Borrego, you might know, was named for the long-horned sheep which once roamed the area. Borrego, spelled with one “r,” is Spanish for sheep.
We have been making periodic journeys to this desert area for more than 50 years. In the beginning, when we had kids at home, we camped. The campgrounds around this park can range anywhere from well-equipped sites to those lacking any semblance of amenities.
We stayed in all of them.
In later years, when we were alone, we even splurged once and stayed at Ram’s Hill, one of the better golf resorts in the desert. The idea, however, at each of our visits was to see what it was that nature had in store for us this time.
The other day, our quest was the wildflowers that are so spectacular they sometimes appear in national publications. Unfortunately, we were a bit early. There were some, but not those magnificent scenes we have observed in previous years.
Feeling a bit adventurous, we took one of the off-roads. This one had a name, Henderson, but it was not much of a road.
It is one of those one-lane unmaintained roads that one finds all about the valley floor.
I should not say unmaintained. The maintenance consists of the many cars, trucks and other vehicles that pass over it daily.

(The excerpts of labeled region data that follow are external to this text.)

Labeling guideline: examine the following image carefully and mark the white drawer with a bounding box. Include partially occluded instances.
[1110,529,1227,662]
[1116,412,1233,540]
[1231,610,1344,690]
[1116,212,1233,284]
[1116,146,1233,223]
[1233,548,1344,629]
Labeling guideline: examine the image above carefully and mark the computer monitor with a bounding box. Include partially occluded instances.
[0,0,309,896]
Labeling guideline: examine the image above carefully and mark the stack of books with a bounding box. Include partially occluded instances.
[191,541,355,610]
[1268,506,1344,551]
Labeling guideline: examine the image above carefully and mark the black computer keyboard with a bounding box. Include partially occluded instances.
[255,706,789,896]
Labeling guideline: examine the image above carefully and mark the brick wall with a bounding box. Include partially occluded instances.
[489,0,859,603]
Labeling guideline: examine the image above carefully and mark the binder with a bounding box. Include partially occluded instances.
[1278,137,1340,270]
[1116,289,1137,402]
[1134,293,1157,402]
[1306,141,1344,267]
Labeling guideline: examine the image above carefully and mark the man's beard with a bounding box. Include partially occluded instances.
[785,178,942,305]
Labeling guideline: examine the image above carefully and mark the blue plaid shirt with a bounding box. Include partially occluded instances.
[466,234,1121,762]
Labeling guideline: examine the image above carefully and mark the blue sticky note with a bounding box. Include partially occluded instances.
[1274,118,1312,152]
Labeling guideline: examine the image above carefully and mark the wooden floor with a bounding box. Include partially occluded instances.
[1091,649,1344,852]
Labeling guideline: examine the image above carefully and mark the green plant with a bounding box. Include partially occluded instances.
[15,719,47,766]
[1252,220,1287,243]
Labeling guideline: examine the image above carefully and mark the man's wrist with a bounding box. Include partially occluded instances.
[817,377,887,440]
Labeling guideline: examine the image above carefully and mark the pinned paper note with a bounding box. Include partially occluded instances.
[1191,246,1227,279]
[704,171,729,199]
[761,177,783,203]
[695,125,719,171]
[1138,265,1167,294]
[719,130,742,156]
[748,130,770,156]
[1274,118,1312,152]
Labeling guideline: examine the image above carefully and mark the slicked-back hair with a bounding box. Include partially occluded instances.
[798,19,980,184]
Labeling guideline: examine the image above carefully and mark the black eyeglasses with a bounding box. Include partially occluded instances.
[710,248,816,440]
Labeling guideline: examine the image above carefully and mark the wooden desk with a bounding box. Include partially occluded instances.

The road has a number of turn-offs that folks looking for vegetation use for mini hikes.
We found quite a few of what they call lavender verbena and yellow primrose. These, particularly the former, make a pleasant picture especially when they are framed next to the San Ysidro chain of mountains that borders the park to the north.
It seems strange to imagine that, right on the other side of the ridge, is Riverside County, teeming with active population.
From the primitive, we went to the elegant with a lunch at La Casa del Zorro.
This establishment dates back to 1937. Much of the history of the entire park may be found within the walls of this resort since many parts of the present structure are from the original building.
In some of the literature we have read, some San Diego civic leaders at one time had the vision of developing Borrego into another Palm Springs. For whatever reasons, that never happened. It has remained one of the few places in our environs where one can see nature in the raw. The one-hour plus drive is well worth the effort. I wish I could get my sister-in-law there.